Le massacre par l’armée française en 1944 au Sénégal de tirailleurs africains qui réclamaient leurs soldes a été « prémédité » et « camouflé », et son bilan est sans doute largement sous-estimé, dénonce un Livre blanc remis jeudi au président sénégalais, dont l’AFP a obtenu une copie en exclusivité. Ces tirailleurs originaires de plusieurs pays ouest-africains (Sénégal, Côte d’Ivoire, Guinée, Haute-Volta – devenue aujourd’hui le Burkina Faso), qui avaient été rapatriés après avoir combattu pour l’armée française en Europe lors de la Seconde guerre mondiale, réclamaient le paiement d’arriérés de soldes avant de rentrer chez eux. Le traumatisme lié à leur massacre est toujours vif au Sénégal et dans les autres pays concernés.
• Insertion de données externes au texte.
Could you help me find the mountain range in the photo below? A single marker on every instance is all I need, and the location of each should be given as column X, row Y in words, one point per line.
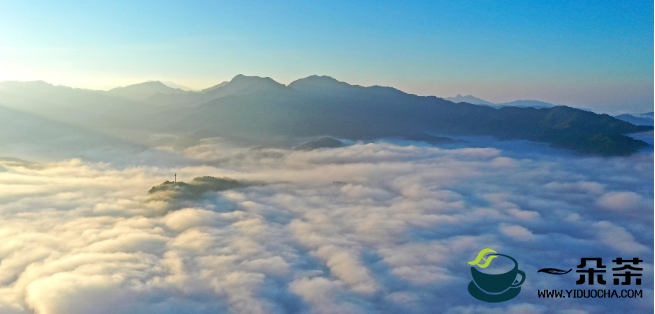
column 517, row 103
column 261, row 110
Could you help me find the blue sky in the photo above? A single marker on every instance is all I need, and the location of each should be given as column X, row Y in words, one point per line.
column 593, row 54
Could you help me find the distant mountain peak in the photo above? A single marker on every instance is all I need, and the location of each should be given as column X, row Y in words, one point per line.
column 141, row 91
column 469, row 99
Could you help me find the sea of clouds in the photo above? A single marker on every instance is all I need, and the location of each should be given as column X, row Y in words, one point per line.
column 368, row 228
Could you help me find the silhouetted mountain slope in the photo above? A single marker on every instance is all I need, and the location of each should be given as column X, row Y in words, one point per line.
column 636, row 120
column 142, row 91
column 317, row 106
column 249, row 107
column 526, row 103
column 469, row 99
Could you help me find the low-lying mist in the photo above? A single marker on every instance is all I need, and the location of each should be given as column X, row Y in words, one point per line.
column 367, row 228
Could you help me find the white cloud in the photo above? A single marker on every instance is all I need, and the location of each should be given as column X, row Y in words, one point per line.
column 392, row 235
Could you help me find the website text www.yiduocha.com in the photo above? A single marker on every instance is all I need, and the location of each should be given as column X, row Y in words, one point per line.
column 590, row 293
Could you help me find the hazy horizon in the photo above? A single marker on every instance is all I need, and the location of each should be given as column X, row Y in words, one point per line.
column 592, row 55
column 306, row 173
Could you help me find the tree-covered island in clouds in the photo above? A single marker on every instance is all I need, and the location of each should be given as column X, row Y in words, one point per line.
column 260, row 110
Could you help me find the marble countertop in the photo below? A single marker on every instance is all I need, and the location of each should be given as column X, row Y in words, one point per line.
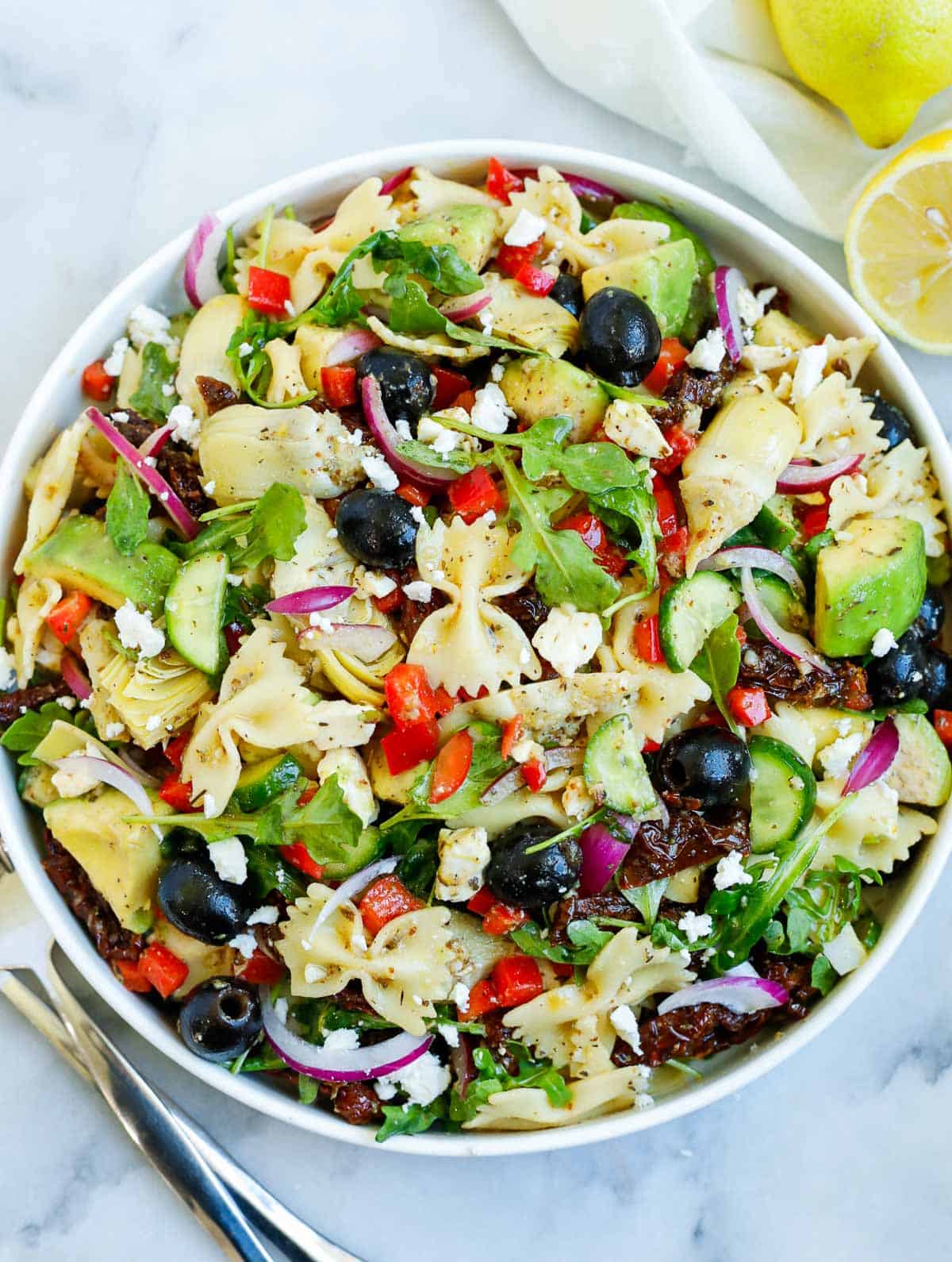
column 117, row 125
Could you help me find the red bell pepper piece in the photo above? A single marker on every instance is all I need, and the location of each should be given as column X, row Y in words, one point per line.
column 386, row 900
column 269, row 292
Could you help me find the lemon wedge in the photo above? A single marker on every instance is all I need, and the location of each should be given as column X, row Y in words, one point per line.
column 900, row 245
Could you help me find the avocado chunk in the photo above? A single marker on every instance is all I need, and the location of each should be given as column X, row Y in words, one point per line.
column 874, row 579
column 470, row 230
column 539, row 387
column 121, row 860
column 81, row 556
column 663, row 278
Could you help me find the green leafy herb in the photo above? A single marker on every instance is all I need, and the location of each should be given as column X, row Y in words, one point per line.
column 128, row 510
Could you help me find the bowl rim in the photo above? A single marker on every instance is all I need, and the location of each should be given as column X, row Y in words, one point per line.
column 107, row 320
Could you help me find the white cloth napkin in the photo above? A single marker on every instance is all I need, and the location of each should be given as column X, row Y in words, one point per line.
column 712, row 75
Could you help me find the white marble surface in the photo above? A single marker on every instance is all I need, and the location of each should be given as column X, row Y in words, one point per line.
column 119, row 125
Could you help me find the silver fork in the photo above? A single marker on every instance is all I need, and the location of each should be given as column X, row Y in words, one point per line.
column 216, row 1189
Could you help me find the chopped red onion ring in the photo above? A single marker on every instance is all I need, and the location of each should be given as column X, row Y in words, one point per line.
column 202, row 260
column 875, row 759
column 800, row 479
column 156, row 483
column 787, row 641
column 757, row 558
column 727, row 284
column 332, row 1065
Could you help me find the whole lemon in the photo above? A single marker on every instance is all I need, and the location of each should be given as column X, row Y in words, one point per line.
column 877, row 60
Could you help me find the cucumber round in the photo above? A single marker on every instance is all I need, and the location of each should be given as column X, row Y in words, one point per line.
column 782, row 794
column 193, row 611
column 690, row 611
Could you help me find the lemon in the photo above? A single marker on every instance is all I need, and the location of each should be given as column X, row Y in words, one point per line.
column 900, row 245
column 877, row 60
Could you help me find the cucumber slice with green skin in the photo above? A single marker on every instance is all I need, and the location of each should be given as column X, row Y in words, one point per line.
column 263, row 782
column 782, row 794
column 193, row 611
column 690, row 611
column 614, row 768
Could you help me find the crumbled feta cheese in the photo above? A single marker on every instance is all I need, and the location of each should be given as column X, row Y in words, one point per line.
column 568, row 639
column 883, row 641
column 524, row 229
column 709, row 352
column 491, row 410
column 380, row 472
column 731, row 872
column 136, row 630
column 230, row 861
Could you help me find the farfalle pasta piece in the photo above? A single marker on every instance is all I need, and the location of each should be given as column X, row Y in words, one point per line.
column 401, row 972
column 734, row 468
column 470, row 643
column 263, row 701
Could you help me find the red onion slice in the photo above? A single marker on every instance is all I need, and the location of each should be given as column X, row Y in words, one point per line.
column 202, row 260
column 757, row 558
column 156, row 483
column 389, row 441
column 75, row 678
column 800, row 479
column 310, row 600
column 787, row 641
column 333, row 1065
column 738, row 994
column 727, row 284
column 875, row 759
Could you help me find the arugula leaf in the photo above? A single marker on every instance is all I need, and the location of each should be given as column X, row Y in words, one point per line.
column 158, row 370
column 126, row 510
column 718, row 664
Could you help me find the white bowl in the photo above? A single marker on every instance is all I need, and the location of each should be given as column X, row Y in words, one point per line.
column 733, row 237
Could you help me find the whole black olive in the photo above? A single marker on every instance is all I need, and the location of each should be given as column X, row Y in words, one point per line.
column 896, row 427
column 931, row 616
column 406, row 383
column 197, row 902
column 900, row 675
column 221, row 1018
column 620, row 338
column 532, row 880
column 705, row 763
column 568, row 293
column 378, row 528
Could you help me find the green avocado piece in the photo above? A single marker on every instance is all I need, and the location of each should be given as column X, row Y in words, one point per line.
column 470, row 230
column 663, row 278
column 541, row 387
column 874, row 579
column 121, row 860
column 81, row 556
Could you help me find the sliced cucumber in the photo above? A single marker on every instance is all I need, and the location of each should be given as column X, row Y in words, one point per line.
column 614, row 768
column 690, row 611
column 782, row 794
column 193, row 611
column 263, row 782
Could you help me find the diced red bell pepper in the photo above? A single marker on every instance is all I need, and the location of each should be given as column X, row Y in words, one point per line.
column 473, row 495
column 410, row 746
column 451, row 766
column 66, row 615
column 269, row 292
column 386, row 900
column 299, row 856
column 516, row 979
column 449, row 384
column 500, row 181
column 340, row 385
column 96, row 383
column 592, row 532
column 748, row 706
column 163, row 968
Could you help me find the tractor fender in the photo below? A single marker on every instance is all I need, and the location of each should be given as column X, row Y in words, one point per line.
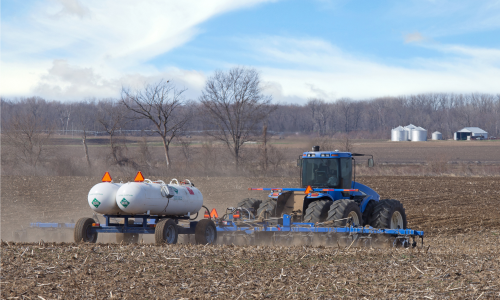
column 364, row 191
column 320, row 196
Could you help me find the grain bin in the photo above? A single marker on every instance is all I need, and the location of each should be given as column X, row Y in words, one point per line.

La tuerie « devait convaincre que l’ordre colonial ne pouvait être écorné par les effets émancipateurs de la (Seconde) guerre » mondiale sur les colonisés, affirme le comité de chercheurs auteurs de ce Livre blanc. C’est « la raison pour laquelle l’opération a été préméditée, minutieusement programmée et exécutée (…) dans des actions coordonnées », indiquent-ils. Selon le bilan des autorités coloniales françaises à l’époque, au moins 35 tirailleurs avaient été tués par des troupes coloniales et des gendarmes français, sur ordre d’officiers français, lors de ce massacre dans le camp de Thiaroye, près de Dakar, où ils étaient rassemblés.
Un bilan sans doute très largement sous-estimé, affirme le comité de chercheurs, pour qui les « estimations les plus crédibles avancent les chiffres de 300 à 400 » morts. « Dans les jours qui ont suivi le massacre, les autorités françaises ont tout fait pour (le) camoufler, elles ont modifié les registres de départ de Morlaix (port de départ en France) et d’arrivée à Dakar, le nombre de soldats présents à Thiaroye, les causes du rassemblement des tirailleurs… », affirme le rapport.
En avril 2024, les autorités sénégalaises, qui se réclament du souverainisme, avaient mis en place ce comité de chercheurs. En recevant jeudi le Livre blanc, le président sénégalais Bassirou Diomaye Faye l’a qualifié d' »étape décisive dans la réhabilitation de la vérité historique ». Au cours de fouilles archéologiques sans précédent ordonnées par l’État sénégalais et effectuées depuis début mai, des archéologues ont découvert des squelettes humains avec des balles dans le corps dans le cimetière de Thiaroye, avait appris l’AFP début juin de source proche du dossier.
Le corps français des « Tirailleurs sénégalais », créé sous le Second Empire français (1852-1870) et dissous dans les années 1960, rassemblait des militaires des anciennes colonies françaises d’Afrique, notamment des Sénégalais, des Soudanais (actuels Maliens), des Voltaïques (aujourd’hui Burkinabè) et des Ivoiriens. Le terme de « tirailleur sénégalais » a fini par désigner l’ensemble des soldats d’Afrique qui se battaient sous le drapeau français. Ils ont participé aux deux Guerres mondiales et aux guerres de décolonisation.